Gambling Revenues Are Nosediving
One of the most alarming signs for Macau’s future is the recent sharp decline in gambling revenues, something which took even the most experienced industry insiders by surprise. Revenues have seen a staggering month-on-month decline of over 8%, representing billions of lost dollars. Part of this has been attributed to the US-China trade war, which has meant that wealthy Chinese casino patrons have been less willing to splash the cash. Another factor being cited is the recent protests in Hong Kong, given that a big chunk of Macau’s biggest spenders was made up of Hong Kongers.

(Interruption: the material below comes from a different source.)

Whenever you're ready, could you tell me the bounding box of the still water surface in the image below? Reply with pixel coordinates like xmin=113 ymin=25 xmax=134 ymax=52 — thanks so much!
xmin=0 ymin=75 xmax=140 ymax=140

Online Casino Gaming is Ascendant
Another development that has been sucking business out of Macau is the rise of online casino gaming. Online casino gaming is rapidly becoming big business in Asia, so Macau will have to adapt to survive. Digital gambling options in Asia were once pretty scant, but that has changed immensely in recent years. Popular online casino platforms such as Manekichi, based in Japan, offer all of the live blackjack, poker, and roulette you could want. Although that means being able to get the experience without having to grab a flight to Macau and shell out hundreds of dollars for a hotel room, there is an argument to suggest that inspires those who previously might not have taken a casino-based holiday to do just that.
There Are New Contenders in the Region
Perhaps one of the most existential threats to Macau is the emerging fact that it is not the only contender in the region. Reports have been swirling this year that the popular Chinese coastal resort of Hainan is about to offer table games at all of their major hotels, a move that would strike a potentially fatal blow to Macau, given that its most popular game in baccarat. In addition, Japan recently announced that it would be giving out licenses for casino resorts within the country, which has the potential to completely take away some of Macau’s biggest spenders. US gambling titans such as MGM and Wynn are reportedly looking at establishing a presence in the port city of Yokohama, a move that would certainly not do Macau any favours.
Of course, it’s worth keeping things in perspective. Macau is still the biggest gambling centre on Earth by a wide margin. However, if its fortunes do turn in the coming years, consider this the writing on the wall.